Sin embargo, el hecho se dio bajo un contexto totalmente diferente y que cambiaría la vida de los comodorenses para siempre, ya que tuvo lugar en medio del terrible temporal de lluvia que sufrió la ciudad y que dejó a gran cantidad de damnificados.

Todo ocurrió el 31 de marzo de 2017, en una casa de la calle Ocaso al 1100 del barrio Malvinas Argentinas, donde, debido al ingreso de agua y humedad en el vivienda producto de las intensas lluvias registradas en aquel momento, comenzaron a darse desperfectos eléctricos que hicieron que se prendieran fuegos cables, generalizándose el incendio en toda la vivienda.

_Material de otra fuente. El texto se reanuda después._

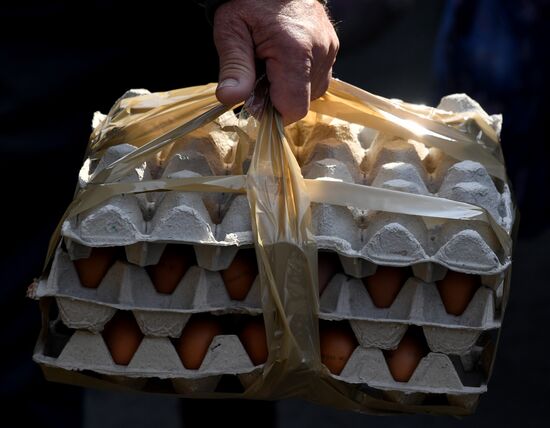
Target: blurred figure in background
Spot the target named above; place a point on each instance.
(497, 52)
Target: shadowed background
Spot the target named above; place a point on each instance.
(61, 61)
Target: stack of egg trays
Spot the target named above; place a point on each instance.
(461, 347)
(143, 224)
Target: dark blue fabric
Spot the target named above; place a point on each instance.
(497, 52)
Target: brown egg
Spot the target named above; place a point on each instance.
(168, 272)
(92, 269)
(337, 344)
(195, 339)
(385, 284)
(328, 265)
(456, 291)
(122, 336)
(402, 361)
(240, 274)
(254, 340)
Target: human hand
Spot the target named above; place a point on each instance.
(296, 40)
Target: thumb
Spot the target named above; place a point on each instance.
(236, 51)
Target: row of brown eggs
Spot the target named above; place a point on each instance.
(123, 336)
(338, 343)
(170, 269)
(456, 288)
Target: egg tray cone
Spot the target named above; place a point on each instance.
(218, 225)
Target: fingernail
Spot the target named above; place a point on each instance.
(228, 83)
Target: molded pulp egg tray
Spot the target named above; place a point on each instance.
(217, 226)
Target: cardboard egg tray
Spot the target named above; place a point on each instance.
(156, 357)
(129, 287)
(217, 225)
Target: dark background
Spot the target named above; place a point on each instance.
(61, 61)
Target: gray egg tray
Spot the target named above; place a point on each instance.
(417, 303)
(336, 150)
(126, 286)
(218, 224)
(435, 373)
(155, 357)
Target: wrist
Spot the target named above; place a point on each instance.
(210, 7)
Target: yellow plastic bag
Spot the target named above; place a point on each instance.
(279, 199)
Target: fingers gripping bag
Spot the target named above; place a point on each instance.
(359, 258)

El hombre quedó atrapado en el lugar sin poder ser rescatado, y falleció por la inhalación de humo, según se pudo conocer posteriormente.

Se trató de la primera muerte que se dio durante el fatídico temporal, y que resultó un momento sumamente complicado para la familia no sólo por lo emocional ante la pérdida sino que por las condiciones del camino se complicaba el acceso de personal policial, bomberos y Defensa Civil quienes no lograron en primera instancia llegar al lugar por lo que el cuerpo del fallecido tuvo que ser trasladado en una camioneta por su hijo junto a un compañero de trabajo y un móvil de Seccional Sexta pudo hacerle acompañamiento una vez que arribaron a la zona asfaltada.

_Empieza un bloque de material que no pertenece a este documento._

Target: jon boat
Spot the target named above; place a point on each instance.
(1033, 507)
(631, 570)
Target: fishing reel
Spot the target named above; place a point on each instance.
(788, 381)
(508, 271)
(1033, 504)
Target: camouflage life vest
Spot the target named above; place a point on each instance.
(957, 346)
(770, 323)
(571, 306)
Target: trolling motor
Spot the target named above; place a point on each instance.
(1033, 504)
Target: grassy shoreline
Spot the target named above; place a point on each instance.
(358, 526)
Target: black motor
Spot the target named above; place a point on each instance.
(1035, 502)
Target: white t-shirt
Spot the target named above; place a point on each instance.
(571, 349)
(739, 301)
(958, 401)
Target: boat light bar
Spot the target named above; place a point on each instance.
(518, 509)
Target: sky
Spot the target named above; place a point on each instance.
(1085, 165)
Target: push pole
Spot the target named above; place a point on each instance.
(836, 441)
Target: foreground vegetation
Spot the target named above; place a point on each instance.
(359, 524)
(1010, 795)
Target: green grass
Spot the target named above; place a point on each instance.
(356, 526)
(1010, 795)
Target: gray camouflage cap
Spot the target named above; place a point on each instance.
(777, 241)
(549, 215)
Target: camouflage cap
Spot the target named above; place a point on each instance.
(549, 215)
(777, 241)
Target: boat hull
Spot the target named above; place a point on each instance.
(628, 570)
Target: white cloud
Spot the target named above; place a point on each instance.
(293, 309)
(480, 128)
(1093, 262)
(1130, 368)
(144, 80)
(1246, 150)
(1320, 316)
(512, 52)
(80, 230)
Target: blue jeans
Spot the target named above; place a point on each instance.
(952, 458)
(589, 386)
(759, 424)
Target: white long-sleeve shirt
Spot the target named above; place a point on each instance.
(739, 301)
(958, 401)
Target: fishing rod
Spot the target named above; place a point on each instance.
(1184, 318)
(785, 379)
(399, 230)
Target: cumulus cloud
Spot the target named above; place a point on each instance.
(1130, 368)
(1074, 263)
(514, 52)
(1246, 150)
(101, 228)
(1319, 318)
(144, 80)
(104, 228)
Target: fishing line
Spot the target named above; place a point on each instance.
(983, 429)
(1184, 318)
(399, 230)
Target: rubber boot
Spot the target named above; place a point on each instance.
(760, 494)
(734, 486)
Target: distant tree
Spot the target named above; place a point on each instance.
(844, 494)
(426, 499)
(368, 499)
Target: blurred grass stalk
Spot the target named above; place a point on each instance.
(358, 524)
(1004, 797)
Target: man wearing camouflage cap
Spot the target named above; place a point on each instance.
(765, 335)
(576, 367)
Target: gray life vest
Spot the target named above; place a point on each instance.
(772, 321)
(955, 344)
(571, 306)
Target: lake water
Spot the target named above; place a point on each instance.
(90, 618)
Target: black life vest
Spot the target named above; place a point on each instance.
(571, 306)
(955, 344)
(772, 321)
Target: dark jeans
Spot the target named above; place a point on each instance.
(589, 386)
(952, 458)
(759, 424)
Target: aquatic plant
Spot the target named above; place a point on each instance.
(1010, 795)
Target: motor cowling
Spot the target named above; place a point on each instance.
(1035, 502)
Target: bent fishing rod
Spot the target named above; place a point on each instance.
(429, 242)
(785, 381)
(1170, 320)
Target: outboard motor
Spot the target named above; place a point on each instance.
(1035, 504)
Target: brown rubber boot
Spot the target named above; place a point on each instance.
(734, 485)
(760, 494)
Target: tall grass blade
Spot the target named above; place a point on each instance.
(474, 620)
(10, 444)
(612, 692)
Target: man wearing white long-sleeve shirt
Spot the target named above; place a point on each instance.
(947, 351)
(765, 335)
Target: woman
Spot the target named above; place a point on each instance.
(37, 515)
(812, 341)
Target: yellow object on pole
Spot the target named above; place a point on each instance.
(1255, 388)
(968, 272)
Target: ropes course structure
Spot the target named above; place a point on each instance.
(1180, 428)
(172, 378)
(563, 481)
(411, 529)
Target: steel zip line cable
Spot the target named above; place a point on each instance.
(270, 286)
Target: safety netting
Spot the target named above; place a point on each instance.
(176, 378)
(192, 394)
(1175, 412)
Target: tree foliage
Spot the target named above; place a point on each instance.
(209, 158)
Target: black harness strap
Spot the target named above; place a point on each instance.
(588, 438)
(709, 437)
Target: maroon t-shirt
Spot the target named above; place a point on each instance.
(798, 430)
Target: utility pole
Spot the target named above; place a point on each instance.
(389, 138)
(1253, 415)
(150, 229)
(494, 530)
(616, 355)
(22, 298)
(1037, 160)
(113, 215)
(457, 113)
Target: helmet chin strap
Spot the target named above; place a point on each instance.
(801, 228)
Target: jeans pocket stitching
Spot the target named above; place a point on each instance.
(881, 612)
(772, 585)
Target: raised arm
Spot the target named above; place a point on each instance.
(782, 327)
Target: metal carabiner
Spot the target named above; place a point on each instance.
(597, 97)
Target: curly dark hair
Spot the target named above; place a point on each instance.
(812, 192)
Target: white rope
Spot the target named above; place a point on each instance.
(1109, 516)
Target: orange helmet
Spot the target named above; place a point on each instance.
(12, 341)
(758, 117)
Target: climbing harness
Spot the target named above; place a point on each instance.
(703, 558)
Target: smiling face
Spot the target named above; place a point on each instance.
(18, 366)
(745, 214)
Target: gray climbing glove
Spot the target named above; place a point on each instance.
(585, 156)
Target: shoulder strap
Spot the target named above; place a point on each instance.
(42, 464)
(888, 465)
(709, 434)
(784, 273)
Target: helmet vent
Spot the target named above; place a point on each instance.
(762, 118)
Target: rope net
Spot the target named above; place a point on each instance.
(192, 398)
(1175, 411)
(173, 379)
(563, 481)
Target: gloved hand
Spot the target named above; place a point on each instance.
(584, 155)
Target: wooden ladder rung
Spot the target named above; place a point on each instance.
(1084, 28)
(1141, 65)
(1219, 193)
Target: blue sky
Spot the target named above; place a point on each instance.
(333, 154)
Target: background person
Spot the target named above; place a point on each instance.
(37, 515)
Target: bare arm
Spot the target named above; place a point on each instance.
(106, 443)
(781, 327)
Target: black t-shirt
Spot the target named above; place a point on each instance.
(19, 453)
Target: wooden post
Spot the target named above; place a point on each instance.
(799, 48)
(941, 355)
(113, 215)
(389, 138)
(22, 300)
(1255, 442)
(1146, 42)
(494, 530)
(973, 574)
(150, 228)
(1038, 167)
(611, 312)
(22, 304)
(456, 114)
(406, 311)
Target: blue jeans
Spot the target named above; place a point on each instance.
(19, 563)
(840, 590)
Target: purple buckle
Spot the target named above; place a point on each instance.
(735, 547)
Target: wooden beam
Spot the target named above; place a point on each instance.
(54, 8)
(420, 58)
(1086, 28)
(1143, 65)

No obstante, al arribar a la morgue del Hospital Regional les indicaron que el cuerpo debía ser llegado a la morgue judicial del Cementerio Oeste, y en medio de idas y vueltas finalmente el mismo quedó en el nosocomio.

La familia continuaría signada por la tragedia ya que, poco después, el 9 de abril del mismo año, el hijo del fallecido Honorio fue asesinado, Pablo Rúa. Su pareja, Noemí Ortiz lo apuñaló con una botella rota en medio de una pelea en la vivienda que compartían en barrio Abel Amaya, y el hombre murió desangrado.